Für einen Moment bin ich wie erstarrt. Eingefroren. Dieser Mann, mit dem narbigen Gesicht, war in meiner Wohnung und hat meine Freundin abgeschlachtet. Und er war hier. Ich hätte die Chance gehabt, ihm das Messer ein weiteres Mal in den Bauch zu rammen. Und wieder und wieder. Hätte ihn bluten lassen können wie ein Schwein – ihn so hinrichten, wie er es mit Luisa getan hat. Aber stattdessen ist er weg. Ich habe ihn entkommen lassen. Für eine Sekunde ist der Boden unter meinen Füßen weg – ich fühle mich, als würde ich fallen.
„Wer ist er?“ Unsicher, ob ich den Satz laut gesagt oder nur gedacht habe, wiederhole ich ihn mit heiserer Stimme. Verpasse deswegen fast seine Antwort – die ebenso leise ist wie meine Frage. „Du kannst ihn nicht töten.“
„Wieso, Tiger – warum nicht?“
„Ich hab’s versucht.“ Jetzt sieht er mich an, ist voll da. Seine dunklen Augen brennen Löcher in meinen Schädel, so intensiv ist sein Blick. „Luca, ich hab’s wirklich probiert, aber es geht nicht. Niemand kann ihn töten.“
„Wie heißt der Mann, Tiger?“
Für eine Sekunde sieht es nicht so aus, als würde er antworten. Ich erwarte, dass das Licht in seinen Augen verglimmt, er zurück in seine Katatonie verfällt. Aber stattdessen rauft er sich noch einmal zusammen, schiebt seinen Kopf eine Handbreit näher an mein Gesicht heran. „Damian Lefevre.“
Durch seine französische Aussprache raffe ich nicht sofort, was er sagt. Dann fällt der Groschen. „Dein Vater? Das ist dein Vater?“
Mich immer noch mit seinem durchdringenden Blick fixierend, nickt er. Mir fallen die Worte von Le Gorille wieder ein – dass Tiger angeblich seinen eigenen Vater getötet hat. Berühre meinen Hals mit dem Zeigefinger: „Der Hals?“
Bekomme noch ein Nicken als Antwort. „Ich habe versucht, ihn mit einem Stück Blech und Draht umzubringen. Aber er wollte einfach nicht sterben.“ Seine Augen treten fast aus den Höhlen und ich kann erste Anzeichen von kichernder Hysterie in seiner Stimme hören.
Manu hockt sich neben uns, legt Tiger die Hand auf die Schulter. „Aber warum Luisa? Weswegen hat er sie umgebracht? Die anderen Frauen?“
Tiger ist schon wieder weg. Er starrt ins Leere, die Augen weit aufgerissen. Aus denen plötzlich erneut Tränen schießen. Röchelnd saugt er die Luft zwischen seinen Schluchzern in die Lungen wie ein Ertrinkender.

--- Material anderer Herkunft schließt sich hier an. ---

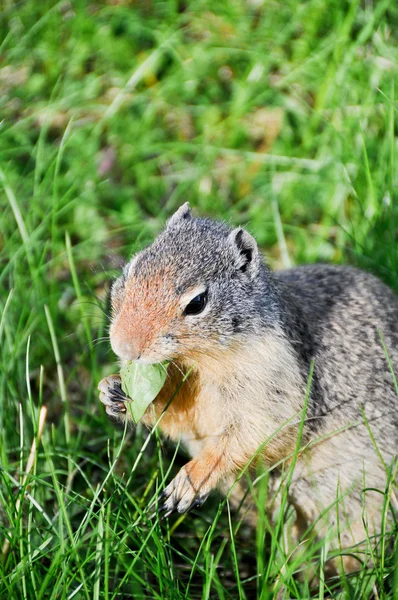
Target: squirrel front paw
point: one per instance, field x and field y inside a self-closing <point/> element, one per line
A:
<point x="113" y="397"/>
<point x="184" y="492"/>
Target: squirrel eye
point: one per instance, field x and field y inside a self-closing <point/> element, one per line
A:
<point x="196" y="305"/>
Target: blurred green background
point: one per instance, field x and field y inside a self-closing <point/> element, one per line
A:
<point x="277" y="115"/>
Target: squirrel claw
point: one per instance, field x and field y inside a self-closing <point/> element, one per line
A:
<point x="181" y="496"/>
<point x="113" y="397"/>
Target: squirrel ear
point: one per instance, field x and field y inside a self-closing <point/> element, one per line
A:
<point x="247" y="255"/>
<point x="182" y="214"/>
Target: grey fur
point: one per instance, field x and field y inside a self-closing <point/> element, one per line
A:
<point x="335" y="317"/>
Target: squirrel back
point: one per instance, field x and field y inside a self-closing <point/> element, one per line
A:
<point x="265" y="352"/>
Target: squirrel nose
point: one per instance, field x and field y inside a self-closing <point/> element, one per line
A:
<point x="125" y="349"/>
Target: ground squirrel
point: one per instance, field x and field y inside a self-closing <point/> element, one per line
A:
<point x="202" y="297"/>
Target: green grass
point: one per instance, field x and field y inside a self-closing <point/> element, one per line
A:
<point x="278" y="115"/>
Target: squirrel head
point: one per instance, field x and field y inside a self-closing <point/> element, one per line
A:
<point x="194" y="291"/>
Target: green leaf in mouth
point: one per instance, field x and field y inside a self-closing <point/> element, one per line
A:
<point x="142" y="383"/>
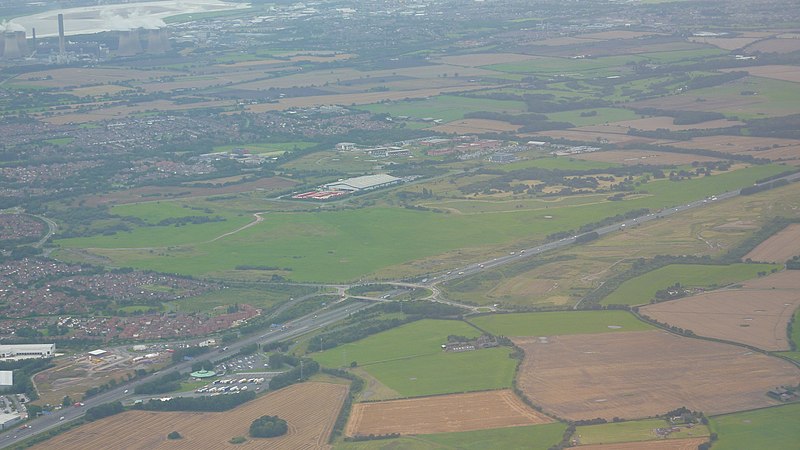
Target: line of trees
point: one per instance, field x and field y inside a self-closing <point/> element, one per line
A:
<point x="104" y="410"/>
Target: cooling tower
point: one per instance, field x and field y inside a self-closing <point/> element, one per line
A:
<point x="22" y="43"/>
<point x="11" y="46"/>
<point x="129" y="43"/>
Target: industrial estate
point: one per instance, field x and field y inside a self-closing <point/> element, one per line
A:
<point x="428" y="224"/>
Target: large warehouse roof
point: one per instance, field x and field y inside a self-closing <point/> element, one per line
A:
<point x="365" y="182"/>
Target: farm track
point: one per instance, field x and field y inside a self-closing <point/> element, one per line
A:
<point x="443" y="414"/>
<point x="309" y="408"/>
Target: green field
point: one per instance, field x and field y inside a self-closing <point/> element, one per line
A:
<point x="642" y="289"/>
<point x="636" y="431"/>
<point x="559" y="323"/>
<point x="267" y="148"/>
<point x="423" y="337"/>
<point x="604" y="115"/>
<point x="445" y="107"/>
<point x="347" y="244"/>
<point x="409" y="360"/>
<point x="534" y="437"/>
<point x="771" y="428"/>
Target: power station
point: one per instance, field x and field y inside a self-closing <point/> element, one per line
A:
<point x="133" y="41"/>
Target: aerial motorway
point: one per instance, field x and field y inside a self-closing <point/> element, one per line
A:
<point x="334" y="313"/>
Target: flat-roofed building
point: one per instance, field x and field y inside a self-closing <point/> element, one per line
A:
<point x="365" y="183"/>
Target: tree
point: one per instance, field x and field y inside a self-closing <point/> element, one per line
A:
<point x="268" y="426"/>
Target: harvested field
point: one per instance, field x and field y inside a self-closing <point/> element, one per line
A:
<point x="59" y="78"/>
<point x="309" y="408"/>
<point x="484" y="59"/>
<point x="776" y="72"/>
<point x="645" y="373"/>
<point x="756" y="317"/>
<point x="779" y="248"/>
<point x="152" y="193"/>
<point x="633" y="157"/>
<point x="689" y="102"/>
<point x="475" y="126"/>
<point x="578" y="134"/>
<point x="619" y="34"/>
<point x="669" y="444"/>
<point x="443" y="414"/>
<point x="774" y="46"/>
<point x="359" y="99"/>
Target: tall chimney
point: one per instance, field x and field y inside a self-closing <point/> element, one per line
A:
<point x="11" y="46"/>
<point x="61" y="34"/>
<point x="22" y="43"/>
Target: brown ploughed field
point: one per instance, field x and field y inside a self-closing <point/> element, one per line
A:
<point x="645" y="373"/>
<point x="667" y="444"/>
<point x="756" y="317"/>
<point x="309" y="408"/>
<point x="443" y="414"/>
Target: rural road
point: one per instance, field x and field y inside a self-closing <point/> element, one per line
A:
<point x="334" y="313"/>
<point x="303" y="325"/>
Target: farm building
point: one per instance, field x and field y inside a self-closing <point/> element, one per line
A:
<point x="27" y="351"/>
<point x="503" y="158"/>
<point x="365" y="183"/>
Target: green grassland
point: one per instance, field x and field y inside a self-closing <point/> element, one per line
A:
<point x="795" y="337"/>
<point x="559" y="323"/>
<point x="771" y="428"/>
<point x="555" y="162"/>
<point x="445" y="107"/>
<point x="346" y="244"/>
<point x="423" y="337"/>
<point x="534" y="437"/>
<point x="604" y="115"/>
<point x="642" y="289"/>
<point x="636" y="431"/>
<point x="446" y="373"/>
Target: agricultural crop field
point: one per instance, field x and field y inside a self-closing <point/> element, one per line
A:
<point x="560" y="281"/>
<point x="756" y="317"/>
<point x="409" y="361"/>
<point x="309" y="408"/>
<point x="642" y="289"/>
<point x="533" y="437"/>
<point x="623" y="375"/>
<point x="634" y="157"/>
<point x="634" y="431"/>
<point x="764" y="428"/>
<point x="442" y="414"/>
<point x="559" y="323"/>
<point x="671" y="444"/>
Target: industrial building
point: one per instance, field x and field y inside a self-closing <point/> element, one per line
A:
<point x="26" y="351"/>
<point x="365" y="183"/>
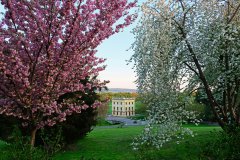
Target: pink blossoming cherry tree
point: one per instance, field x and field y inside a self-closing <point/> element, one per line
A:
<point x="46" y="48"/>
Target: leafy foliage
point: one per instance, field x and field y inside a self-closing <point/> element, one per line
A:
<point x="46" y="49"/>
<point x="187" y="45"/>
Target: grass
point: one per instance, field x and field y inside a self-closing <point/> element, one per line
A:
<point x="114" y="144"/>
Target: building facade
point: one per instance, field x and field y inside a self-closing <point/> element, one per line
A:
<point x="123" y="107"/>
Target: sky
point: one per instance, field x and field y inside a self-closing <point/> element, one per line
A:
<point x="116" y="50"/>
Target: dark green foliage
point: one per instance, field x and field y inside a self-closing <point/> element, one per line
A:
<point x="77" y="125"/>
<point x="224" y="147"/>
<point x="19" y="150"/>
<point x="7" y="126"/>
<point x="208" y="113"/>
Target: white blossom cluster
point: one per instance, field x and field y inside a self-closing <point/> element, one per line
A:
<point x="180" y="42"/>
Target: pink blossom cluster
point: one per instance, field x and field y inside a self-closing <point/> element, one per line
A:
<point x="47" y="47"/>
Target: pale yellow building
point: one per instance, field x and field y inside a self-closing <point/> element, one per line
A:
<point x="123" y="107"/>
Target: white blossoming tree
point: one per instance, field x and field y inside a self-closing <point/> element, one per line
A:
<point x="185" y="41"/>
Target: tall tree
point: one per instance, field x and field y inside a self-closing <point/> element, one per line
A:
<point x="190" y="41"/>
<point x="46" y="48"/>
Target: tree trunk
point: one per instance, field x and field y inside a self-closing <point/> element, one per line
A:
<point x="33" y="136"/>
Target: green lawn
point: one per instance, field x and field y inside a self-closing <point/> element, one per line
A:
<point x="114" y="144"/>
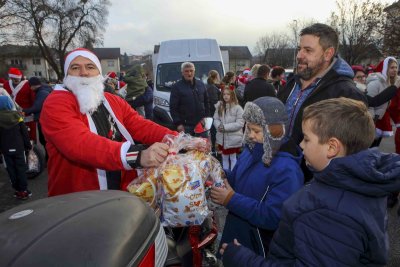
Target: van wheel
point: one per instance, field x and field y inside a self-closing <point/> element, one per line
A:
<point x="36" y="162"/>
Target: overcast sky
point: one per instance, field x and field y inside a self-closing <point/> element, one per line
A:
<point x="136" y="26"/>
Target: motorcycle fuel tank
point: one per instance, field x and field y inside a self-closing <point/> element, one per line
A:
<point x="92" y="228"/>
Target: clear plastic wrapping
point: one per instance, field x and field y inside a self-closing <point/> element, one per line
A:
<point x="178" y="186"/>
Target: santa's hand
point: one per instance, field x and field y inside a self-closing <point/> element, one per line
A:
<point x="180" y="128"/>
<point x="154" y="155"/>
<point x="222" y="195"/>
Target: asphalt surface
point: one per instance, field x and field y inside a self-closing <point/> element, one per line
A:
<point x="38" y="186"/>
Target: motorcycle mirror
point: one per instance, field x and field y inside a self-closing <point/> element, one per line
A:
<point x="204" y="125"/>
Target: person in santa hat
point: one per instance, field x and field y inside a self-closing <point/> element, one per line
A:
<point x="119" y="86"/>
<point x="21" y="93"/>
<point x="19" y="89"/>
<point x="385" y="75"/>
<point x="90" y="134"/>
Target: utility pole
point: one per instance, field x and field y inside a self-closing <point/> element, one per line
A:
<point x="295" y="43"/>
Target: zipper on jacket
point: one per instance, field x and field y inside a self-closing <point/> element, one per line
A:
<point x="258" y="231"/>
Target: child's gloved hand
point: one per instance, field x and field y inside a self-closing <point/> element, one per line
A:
<point x="225" y="245"/>
<point x="222" y="195"/>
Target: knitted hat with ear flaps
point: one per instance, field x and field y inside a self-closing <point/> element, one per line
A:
<point x="266" y="111"/>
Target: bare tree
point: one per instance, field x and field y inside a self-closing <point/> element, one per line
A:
<point x="392" y="30"/>
<point x="359" y="25"/>
<point x="57" y="26"/>
<point x="273" y="48"/>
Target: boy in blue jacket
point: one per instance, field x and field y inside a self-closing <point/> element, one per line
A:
<point x="339" y="219"/>
<point x="266" y="174"/>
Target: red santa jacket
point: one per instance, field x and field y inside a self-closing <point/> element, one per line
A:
<point x="76" y="154"/>
<point x="22" y="93"/>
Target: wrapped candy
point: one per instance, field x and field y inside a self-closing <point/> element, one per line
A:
<point x="146" y="186"/>
<point x="181" y="181"/>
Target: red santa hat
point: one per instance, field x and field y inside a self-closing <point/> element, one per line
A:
<point x="111" y="75"/>
<point x="83" y="53"/>
<point x="246" y="71"/>
<point x="14" y="73"/>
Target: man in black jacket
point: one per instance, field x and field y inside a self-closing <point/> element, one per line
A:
<point x="259" y="87"/>
<point x="321" y="74"/>
<point x="189" y="100"/>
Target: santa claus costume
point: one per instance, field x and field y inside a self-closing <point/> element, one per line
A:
<point x="84" y="149"/>
<point x="21" y="94"/>
<point x="376" y="83"/>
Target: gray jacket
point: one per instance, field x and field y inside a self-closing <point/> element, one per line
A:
<point x="232" y="120"/>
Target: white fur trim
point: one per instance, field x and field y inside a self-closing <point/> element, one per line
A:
<point x="101" y="174"/>
<point x="18" y="88"/>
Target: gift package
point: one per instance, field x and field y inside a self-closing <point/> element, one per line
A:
<point x="178" y="186"/>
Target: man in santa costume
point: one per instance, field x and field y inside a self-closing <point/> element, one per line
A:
<point x="90" y="134"/>
<point x="21" y="93"/>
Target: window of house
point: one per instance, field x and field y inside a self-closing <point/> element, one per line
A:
<point x="16" y="62"/>
<point x="36" y="61"/>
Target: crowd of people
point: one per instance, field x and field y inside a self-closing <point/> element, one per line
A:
<point x="306" y="183"/>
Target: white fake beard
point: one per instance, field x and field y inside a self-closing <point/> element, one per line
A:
<point x="88" y="91"/>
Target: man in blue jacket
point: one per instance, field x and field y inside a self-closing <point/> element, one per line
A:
<point x="189" y="100"/>
<point x="42" y="91"/>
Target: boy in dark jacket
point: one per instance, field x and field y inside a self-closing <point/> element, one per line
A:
<point x="339" y="219"/>
<point x="266" y="174"/>
<point x="14" y="141"/>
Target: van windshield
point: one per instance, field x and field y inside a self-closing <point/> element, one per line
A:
<point x="169" y="73"/>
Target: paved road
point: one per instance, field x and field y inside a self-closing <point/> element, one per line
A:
<point x="38" y="186"/>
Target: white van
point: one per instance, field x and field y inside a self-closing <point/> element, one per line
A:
<point x="205" y="54"/>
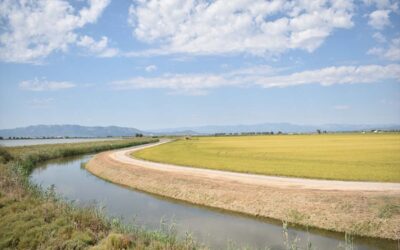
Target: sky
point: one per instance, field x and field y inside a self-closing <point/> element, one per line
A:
<point x="174" y="63"/>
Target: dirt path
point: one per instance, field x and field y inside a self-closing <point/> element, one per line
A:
<point x="362" y="208"/>
<point x="124" y="156"/>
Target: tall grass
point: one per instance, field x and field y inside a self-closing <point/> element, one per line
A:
<point x="32" y="218"/>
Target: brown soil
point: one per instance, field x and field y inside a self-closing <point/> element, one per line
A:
<point x="366" y="213"/>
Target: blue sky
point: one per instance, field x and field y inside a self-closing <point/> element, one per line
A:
<point x="161" y="64"/>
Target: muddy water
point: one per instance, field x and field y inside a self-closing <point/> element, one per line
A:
<point x="214" y="228"/>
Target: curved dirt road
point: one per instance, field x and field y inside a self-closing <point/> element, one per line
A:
<point x="124" y="156"/>
<point x="345" y="206"/>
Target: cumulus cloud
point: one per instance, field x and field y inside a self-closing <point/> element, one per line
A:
<point x="99" y="48"/>
<point x="44" y="85"/>
<point x="151" y="68"/>
<point x="341" y="107"/>
<point x="262" y="76"/>
<point x="390" y="52"/>
<point x="32" y="30"/>
<point x="379" y="19"/>
<point x="251" y="26"/>
<point x="41" y="103"/>
<point x="379" y="37"/>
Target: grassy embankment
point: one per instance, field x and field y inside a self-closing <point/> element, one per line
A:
<point x="362" y="157"/>
<point x="32" y="218"/>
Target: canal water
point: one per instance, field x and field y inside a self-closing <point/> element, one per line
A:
<point x="214" y="228"/>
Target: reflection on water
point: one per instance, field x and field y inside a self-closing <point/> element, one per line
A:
<point x="211" y="227"/>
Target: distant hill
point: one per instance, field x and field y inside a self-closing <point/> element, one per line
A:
<point x="84" y="131"/>
<point x="68" y="130"/>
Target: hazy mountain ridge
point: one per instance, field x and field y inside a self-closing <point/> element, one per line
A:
<point x="99" y="131"/>
<point x="68" y="130"/>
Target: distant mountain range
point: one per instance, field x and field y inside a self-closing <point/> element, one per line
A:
<point x="68" y="130"/>
<point x="84" y="131"/>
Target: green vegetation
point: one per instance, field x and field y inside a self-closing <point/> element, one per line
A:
<point x="31" y="218"/>
<point x="365" y="157"/>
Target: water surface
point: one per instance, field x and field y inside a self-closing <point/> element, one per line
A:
<point x="212" y="227"/>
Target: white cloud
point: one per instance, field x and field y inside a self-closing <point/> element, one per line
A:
<point x="391" y="52"/>
<point x="250" y="26"/>
<point x="263" y="76"/>
<point x="99" y="48"/>
<point x="379" y="37"/>
<point x="383" y="4"/>
<point x="341" y="107"/>
<point x="379" y="19"/>
<point x="151" y="68"/>
<point x="44" y="85"/>
<point x="41" y="103"/>
<point x="32" y="30"/>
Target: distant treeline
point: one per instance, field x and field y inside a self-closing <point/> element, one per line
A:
<point x="318" y="131"/>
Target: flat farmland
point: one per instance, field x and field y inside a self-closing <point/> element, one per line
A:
<point x="362" y="157"/>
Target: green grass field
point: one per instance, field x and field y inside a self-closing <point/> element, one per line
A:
<point x="366" y="157"/>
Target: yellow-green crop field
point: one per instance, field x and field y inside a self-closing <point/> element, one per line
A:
<point x="365" y="157"/>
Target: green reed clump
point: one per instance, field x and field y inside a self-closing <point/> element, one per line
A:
<point x="33" y="218"/>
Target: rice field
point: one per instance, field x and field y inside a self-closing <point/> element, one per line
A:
<point x="362" y="157"/>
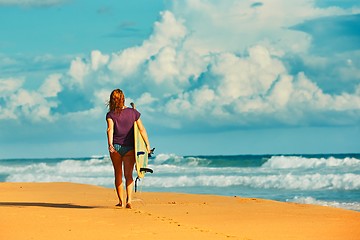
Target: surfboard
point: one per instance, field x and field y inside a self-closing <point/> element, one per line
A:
<point x="141" y="154"/>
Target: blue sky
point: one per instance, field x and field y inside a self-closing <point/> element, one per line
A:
<point x="209" y="77"/>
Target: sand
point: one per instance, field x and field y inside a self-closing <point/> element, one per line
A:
<point x="76" y="211"/>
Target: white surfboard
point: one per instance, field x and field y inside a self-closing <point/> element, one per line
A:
<point x="141" y="154"/>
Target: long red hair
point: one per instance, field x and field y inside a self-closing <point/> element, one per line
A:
<point x="116" y="101"/>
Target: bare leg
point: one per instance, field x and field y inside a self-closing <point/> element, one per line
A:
<point x="129" y="161"/>
<point x="117" y="164"/>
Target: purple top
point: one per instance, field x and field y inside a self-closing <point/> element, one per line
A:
<point x="124" y="126"/>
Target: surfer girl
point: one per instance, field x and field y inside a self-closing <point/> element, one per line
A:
<point x="120" y="135"/>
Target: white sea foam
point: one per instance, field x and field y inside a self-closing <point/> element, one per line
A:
<point x="290" y="162"/>
<point x="289" y="181"/>
<point x="310" y="200"/>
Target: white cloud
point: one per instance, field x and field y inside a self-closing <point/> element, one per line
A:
<point x="51" y="86"/>
<point x="220" y="64"/>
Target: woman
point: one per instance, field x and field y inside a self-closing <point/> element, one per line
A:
<point x="120" y="135"/>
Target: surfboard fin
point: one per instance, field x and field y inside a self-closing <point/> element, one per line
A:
<point x="151" y="152"/>
<point x="146" y="170"/>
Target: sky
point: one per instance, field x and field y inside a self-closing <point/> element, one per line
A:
<point x="209" y="77"/>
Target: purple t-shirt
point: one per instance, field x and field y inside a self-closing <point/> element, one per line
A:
<point x="124" y="126"/>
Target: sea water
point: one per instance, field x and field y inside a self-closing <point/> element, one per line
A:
<point x="324" y="179"/>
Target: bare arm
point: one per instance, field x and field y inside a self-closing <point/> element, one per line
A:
<point x="144" y="134"/>
<point x="110" y="134"/>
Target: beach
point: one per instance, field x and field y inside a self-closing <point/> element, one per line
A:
<point x="81" y="211"/>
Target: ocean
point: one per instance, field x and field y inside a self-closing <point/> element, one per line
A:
<point x="323" y="179"/>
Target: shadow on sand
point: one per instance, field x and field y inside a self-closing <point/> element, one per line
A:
<point x="40" y="204"/>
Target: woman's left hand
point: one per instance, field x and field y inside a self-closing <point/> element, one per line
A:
<point x="111" y="149"/>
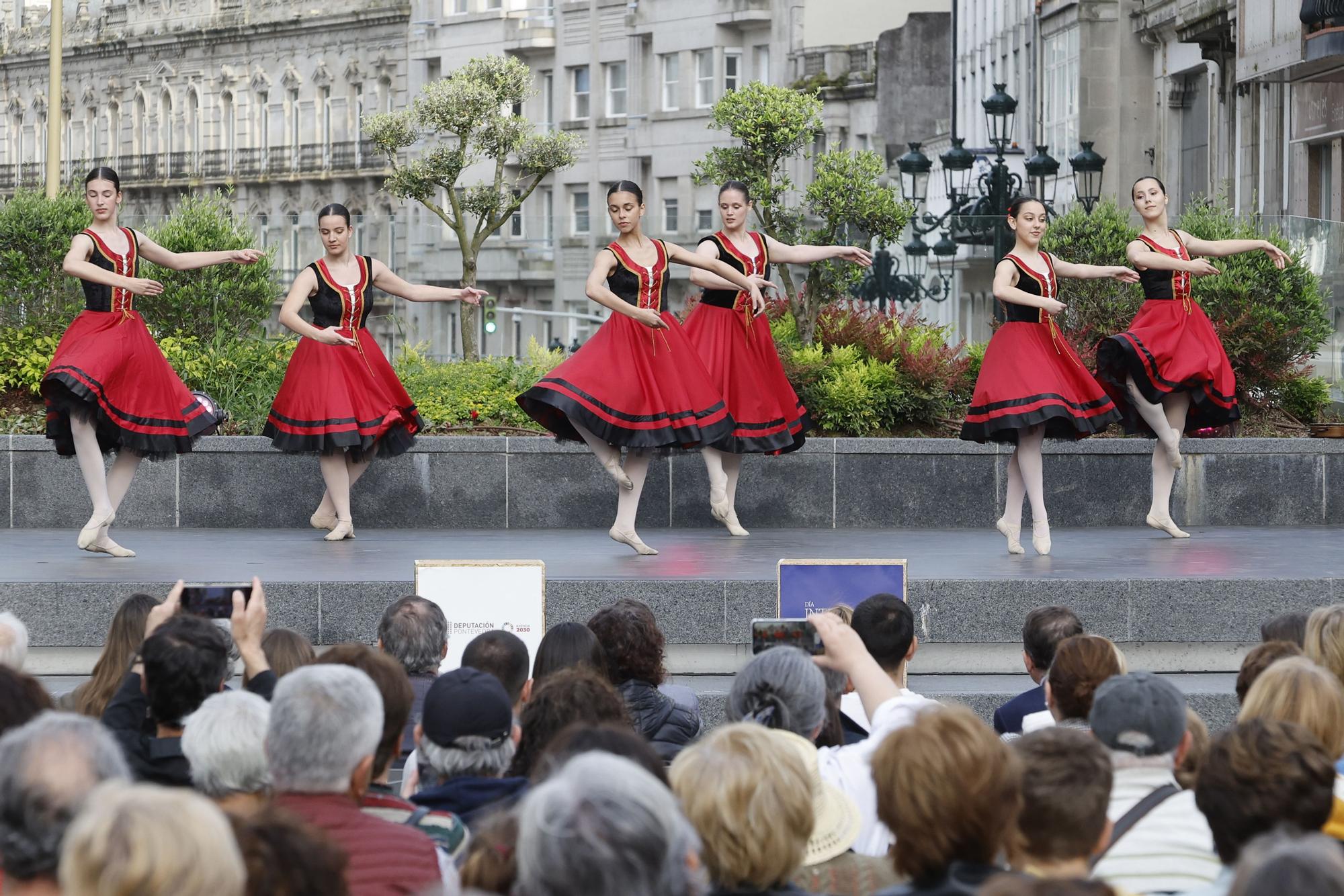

Irritiert und entnervt rutsche ich ein Stück weg. „Wir müssen ihn zu den Bullen bringen. Sollen die einen Psychologen auf ihn ansetzen und den ganzen Mist aus ihm herausquetschen. Ich  habe keinen Bock mehr.“
Manu nickt. Ich nehme an, sie stimmt eher dem ersten als dem zweiten Teil meiner Bemerkung zu. „Ja. Das Ganze ergibt irgendwie keinen Sinn. Ich bin mir nicht mal sicher, ob er in der Lage ist, die Wahrheit zu sagen.“
Ich überlege einen Augenblick. „Wenn ich ihn zum LKA fahre – kannst du dich dann um Dirty kümmern?“
„Klar“, antwortet sie ohne zu zögern. „Ich nehme deine Maschine – und ihr fahrt im Clio?.“ Ich nicke, zucke mit den Achseln. „Auf dem Bock kann ich ihn kaum mitnehmen.“
Manu wirft einen kritischen Blick auf den zusammengerollten Jungen. „Bist du dir sicher, dass er bei den Bullen richtig ist? Dass er das packt?“
„Probieren wir’s aus. Was soll ich sonst mit ihm machen? Ich kann ihn nicht weiter vor denen verstecken.“ Vor allem habe ich gerade keine Kapazitäten, um mir allzu große Sorgen um Tiger zu machen.
Von draußen ist Motorenlärm zu hören. Manu steht auf und sieht aus dem Fenster. „Es ist die Ambulanz“, stellt sie fest.